Three exams in three days! Raluca Cozariuc felt a huge weight fall on her the minute she saw her Year 13 timetable.
She is one of 150,000 students sitting end-of-year exams. At 2pm today, her 19th birthday, she will sit her National Certificate of Educational Achievement media studies test at Selwyn College in Auckland.
Tomorrow afternoon she will sit NCEA art history. And then on Thursday it's Scholarship English.
The pressure made Raluca "freak out" a bit over the weekend. She has been on study leave only since last Wednesday and felt she had too little time to revise everything.
She got back on track after her mother, Sanda, reminded her that the energy expended on fretting could be better used and that she should break things down into more manageable chunks.
It was good advice, says Raluca, an only child who migrated with her parents from Romania two years ago, but has been speaking English for 10 years. "When you think about three exams in three days you tend to freak out, but then you break it down and organise what you're going to do. It takes the pressure off."
In all, Raluca is sitting Scholarship in art history and English, as well as those subjects at NCEA level 3. Then she's got NCEA media studies and drama. Her photography course is internally assessed.
It has been a full year: in the first semester she did a literature paper at the University of Auckland, finishing with a respectable B minus.
Raluca has been doing "full days" of study, re-reading her notes and practising essay-writing under time pressure. She finds rote-learning dates and names a bit of a chore, but takes breaks to eat and to exercise every couple of hours.
She has a scholarship to pursue communication studies at the Auckland University of Technology, but she needs good marks to confirm it.
Yesterday she went to see her media studies teacher, Milton Henry, so he could check she was heading in the right direction.
Mr Henry says the best advice he can give students is to be clear about the exam criteria - what the examiner wants to see.
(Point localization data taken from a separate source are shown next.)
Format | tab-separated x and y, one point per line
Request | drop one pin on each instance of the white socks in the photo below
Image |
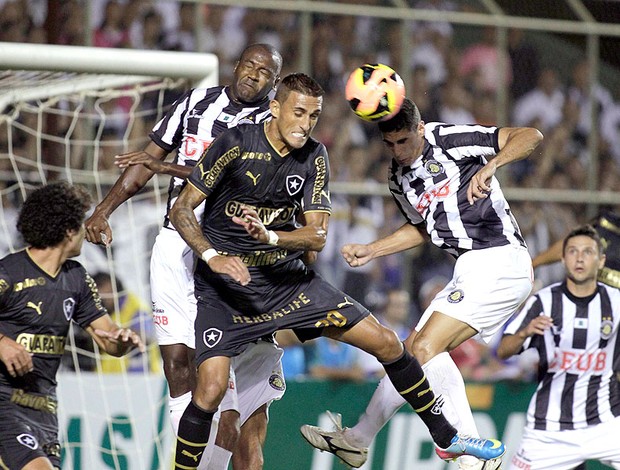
385	402
214	457
445	379
220	458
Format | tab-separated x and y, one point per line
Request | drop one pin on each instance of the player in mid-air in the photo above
41	292
250	279
442	178
574	415
190	126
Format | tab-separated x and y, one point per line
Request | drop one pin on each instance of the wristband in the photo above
273	238
208	254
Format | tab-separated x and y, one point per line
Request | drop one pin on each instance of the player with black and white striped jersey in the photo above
442	178
574	415
189	127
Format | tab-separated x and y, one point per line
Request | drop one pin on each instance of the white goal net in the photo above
64	113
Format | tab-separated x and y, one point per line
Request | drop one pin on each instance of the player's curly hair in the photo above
301	83
407	118
50	211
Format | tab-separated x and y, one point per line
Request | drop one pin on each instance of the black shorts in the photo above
288	296
26	434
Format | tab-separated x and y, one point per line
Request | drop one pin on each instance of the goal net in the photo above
65	113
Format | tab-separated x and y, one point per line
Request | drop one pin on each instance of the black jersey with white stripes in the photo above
36	310
241	167
195	120
432	191
579	357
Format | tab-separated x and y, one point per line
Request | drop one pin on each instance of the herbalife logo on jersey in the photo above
294	184
211	337
68	305
225	117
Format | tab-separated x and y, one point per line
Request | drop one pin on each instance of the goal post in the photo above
65	111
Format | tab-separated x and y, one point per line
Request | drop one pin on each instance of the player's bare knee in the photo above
423	349
228	430
390	347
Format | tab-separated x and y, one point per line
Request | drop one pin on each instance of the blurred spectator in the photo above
148	32
113	31
543	106
366	216
190	36
524	59
455	103
480	64
579	97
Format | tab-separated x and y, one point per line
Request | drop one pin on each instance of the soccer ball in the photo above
375	92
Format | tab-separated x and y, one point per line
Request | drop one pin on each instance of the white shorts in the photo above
259	379
172	289
256	376
486	288
559	450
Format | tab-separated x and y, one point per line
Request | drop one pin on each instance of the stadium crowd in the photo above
453	78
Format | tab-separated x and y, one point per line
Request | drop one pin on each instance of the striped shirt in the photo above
579	357
194	121
433	190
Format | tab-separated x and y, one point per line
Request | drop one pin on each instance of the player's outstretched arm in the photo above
113	339
553	254
152	163
184	220
133	179
515	143
310	237
16	359
406	237
512	344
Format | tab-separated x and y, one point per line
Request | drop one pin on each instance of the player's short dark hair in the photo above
50	211
299	82
586	231
407	118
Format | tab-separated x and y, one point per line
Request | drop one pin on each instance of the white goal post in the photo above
65	111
And he advises staying until the end of the exam, in case late inspiration strikes and earns precious extra points.
The exam season
* 150,000 students will sit NCEA and Scholarship exams, watched by 5000 supervisors.
* Nearly 50,000 will sit the NCEA English level-one exam - more than any other paper.
* The smallest number, 26, will sit Scholarship Latin.
* Exams run until December 10.
* Results for NCEA levels one, two and three will be in the post between January 26 and 28.
* Scholarship students will get their marks by the end of February.